Southeast Asia’s high beta, politically toxic, off balance sheet debt crippled currency is the Malaysian ringgit. After all, 50% of ringgit debt is held by foreigners and $6 billion of Malaysian sovereign wealth fund’s assets have ended up acquiring a suntan in the Swiss Alps, even though billions flowed right back in the personal accounts of bumiputra political luminaries. Boys will, of course, be boys in the Third World, when the cookie jar is full of hard currency!
The binary macro risk in June are crystal clear. The Brexit vote. The Republican convention circus. Khalid Al Fahih’ first OPEC meeting as the new Saudi oil minister. A tragic Egypt Air plane crash in the Greek isles.
The irony about the current scramble into embrace King dollar is that April payrolls were soft while global financial conditions had begun to ease with gold at $1300, Brent at $48, the Uncle Sam ten year note at 1.70%, credit spreads narrower and the Chinese yuan stable. The market was positioned dangerously short dollars, hence the FOMC chicken hawk inspired squeeze.
Ironically, the dramatic bull markets in the risk assets since mid February, from oil to Brazil, West Texan high yield debt to the price of copper and gold, were also triggered by shifts in Fed rhetoric, as Dr. Yellen did her best in successive meetings to talk the US dollar down after the Shanghai G-20, a de facto Plaza Accord echoed by subsequent ECB and Bank of Japan rate meetings since March. The December FOMC rate hike and FOMC dotplot projections of four 2016 rate hikes triggered a 300 point meltdown in the S&P 500 index and financial carnage in China/emerging markets. So Janet Yellen panicked in February and sang dovish sweet nothings to the bond market. So the Euro surged to 1.15, the Japanese yen to 106, money center bank shares sank and oil was up 72% from its lows. Now the risk rally has unraveled again as the Federal Reserve debates QE exit.
Two dark macro (ichimoku?) clouds scare me. One, both Hilary Clinton and  Donald will ratchet up protectionist rhetoric against China and Japan in the endgame to the US election. This means Taro Aso will be unable to intervene (politics, my dear Watson!) as the Japanese yen surges above the BOJ samurai’s “line of death” at 105. The prospect of dollar yen at 96 will trigger a global financial crash.

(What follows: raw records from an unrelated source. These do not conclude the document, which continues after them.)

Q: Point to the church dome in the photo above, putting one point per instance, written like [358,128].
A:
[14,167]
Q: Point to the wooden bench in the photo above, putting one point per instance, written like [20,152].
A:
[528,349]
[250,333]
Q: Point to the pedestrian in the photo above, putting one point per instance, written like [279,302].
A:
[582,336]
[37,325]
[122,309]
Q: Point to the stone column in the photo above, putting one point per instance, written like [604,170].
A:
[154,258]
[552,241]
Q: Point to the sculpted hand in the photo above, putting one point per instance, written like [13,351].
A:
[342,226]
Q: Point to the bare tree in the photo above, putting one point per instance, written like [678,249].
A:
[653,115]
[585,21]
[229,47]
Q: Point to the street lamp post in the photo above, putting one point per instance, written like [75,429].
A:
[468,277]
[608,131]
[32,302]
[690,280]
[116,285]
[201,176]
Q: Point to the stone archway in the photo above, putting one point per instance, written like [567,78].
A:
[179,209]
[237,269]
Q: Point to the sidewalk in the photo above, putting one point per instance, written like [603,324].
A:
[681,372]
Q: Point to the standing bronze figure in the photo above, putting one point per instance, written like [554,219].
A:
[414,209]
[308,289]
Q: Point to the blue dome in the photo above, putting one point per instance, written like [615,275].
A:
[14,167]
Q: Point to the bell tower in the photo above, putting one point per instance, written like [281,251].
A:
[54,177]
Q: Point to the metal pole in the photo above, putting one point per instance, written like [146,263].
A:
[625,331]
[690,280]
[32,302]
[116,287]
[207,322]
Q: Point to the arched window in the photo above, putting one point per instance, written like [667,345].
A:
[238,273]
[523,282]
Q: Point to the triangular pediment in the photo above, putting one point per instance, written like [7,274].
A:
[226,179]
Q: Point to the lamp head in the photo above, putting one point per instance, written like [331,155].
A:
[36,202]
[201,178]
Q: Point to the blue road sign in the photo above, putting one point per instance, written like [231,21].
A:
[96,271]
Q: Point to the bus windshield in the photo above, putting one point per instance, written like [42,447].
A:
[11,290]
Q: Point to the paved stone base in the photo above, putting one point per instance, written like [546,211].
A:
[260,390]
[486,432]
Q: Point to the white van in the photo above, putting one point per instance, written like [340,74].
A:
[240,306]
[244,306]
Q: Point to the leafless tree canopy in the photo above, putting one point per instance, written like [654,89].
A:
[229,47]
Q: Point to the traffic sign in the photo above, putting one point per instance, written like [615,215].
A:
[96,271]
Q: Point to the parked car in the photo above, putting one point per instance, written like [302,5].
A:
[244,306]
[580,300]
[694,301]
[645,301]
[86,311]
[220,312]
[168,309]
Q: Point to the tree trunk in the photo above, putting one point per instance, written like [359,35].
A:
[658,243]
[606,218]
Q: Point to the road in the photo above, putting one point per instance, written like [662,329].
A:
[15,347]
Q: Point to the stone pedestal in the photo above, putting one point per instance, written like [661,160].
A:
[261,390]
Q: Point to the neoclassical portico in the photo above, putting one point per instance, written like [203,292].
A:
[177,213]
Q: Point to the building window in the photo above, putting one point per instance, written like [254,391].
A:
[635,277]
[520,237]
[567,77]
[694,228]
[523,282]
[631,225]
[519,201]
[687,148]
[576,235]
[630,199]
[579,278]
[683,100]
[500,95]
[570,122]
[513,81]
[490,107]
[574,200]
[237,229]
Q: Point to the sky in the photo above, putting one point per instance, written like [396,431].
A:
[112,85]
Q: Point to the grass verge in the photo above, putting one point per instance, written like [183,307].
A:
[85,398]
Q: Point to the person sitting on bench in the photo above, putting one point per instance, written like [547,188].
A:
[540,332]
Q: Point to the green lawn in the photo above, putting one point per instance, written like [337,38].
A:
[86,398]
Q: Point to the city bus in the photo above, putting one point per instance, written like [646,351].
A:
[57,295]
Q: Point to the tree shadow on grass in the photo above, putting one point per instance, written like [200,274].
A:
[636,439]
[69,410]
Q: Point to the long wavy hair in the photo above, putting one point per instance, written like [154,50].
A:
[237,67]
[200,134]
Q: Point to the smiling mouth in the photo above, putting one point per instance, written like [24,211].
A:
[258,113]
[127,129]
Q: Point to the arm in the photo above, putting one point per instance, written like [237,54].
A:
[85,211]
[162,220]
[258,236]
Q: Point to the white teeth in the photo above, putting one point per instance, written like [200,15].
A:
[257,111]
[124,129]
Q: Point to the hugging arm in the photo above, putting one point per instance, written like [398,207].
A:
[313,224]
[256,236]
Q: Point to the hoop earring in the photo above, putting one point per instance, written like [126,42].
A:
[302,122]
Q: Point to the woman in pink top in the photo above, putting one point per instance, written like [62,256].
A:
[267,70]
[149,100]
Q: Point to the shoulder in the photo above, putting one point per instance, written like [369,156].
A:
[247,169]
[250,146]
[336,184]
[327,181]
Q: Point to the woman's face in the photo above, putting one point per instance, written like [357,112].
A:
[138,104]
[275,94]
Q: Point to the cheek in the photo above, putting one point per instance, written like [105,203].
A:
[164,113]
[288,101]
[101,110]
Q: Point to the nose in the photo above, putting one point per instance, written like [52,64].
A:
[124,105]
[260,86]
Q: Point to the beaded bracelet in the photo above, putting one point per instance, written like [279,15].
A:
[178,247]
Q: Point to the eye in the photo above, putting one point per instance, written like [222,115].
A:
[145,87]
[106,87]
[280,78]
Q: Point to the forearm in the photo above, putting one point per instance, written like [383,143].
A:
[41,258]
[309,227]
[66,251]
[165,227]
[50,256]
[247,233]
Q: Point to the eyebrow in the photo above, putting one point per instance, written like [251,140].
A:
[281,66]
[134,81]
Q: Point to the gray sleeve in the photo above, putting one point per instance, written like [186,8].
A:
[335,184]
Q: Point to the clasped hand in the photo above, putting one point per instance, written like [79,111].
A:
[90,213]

Two, the US Treasury yield curve has begun to flatten, exactly as it did in the countdown to the great crash of 2008. The current two/ten Uncle Sam debt yield curve is the flattest since November 2007, the month the stock market peaked and global crisis began. Cicero said that not to know history was to forever remain a child. Only a fool bets against history and I hope I am no fool.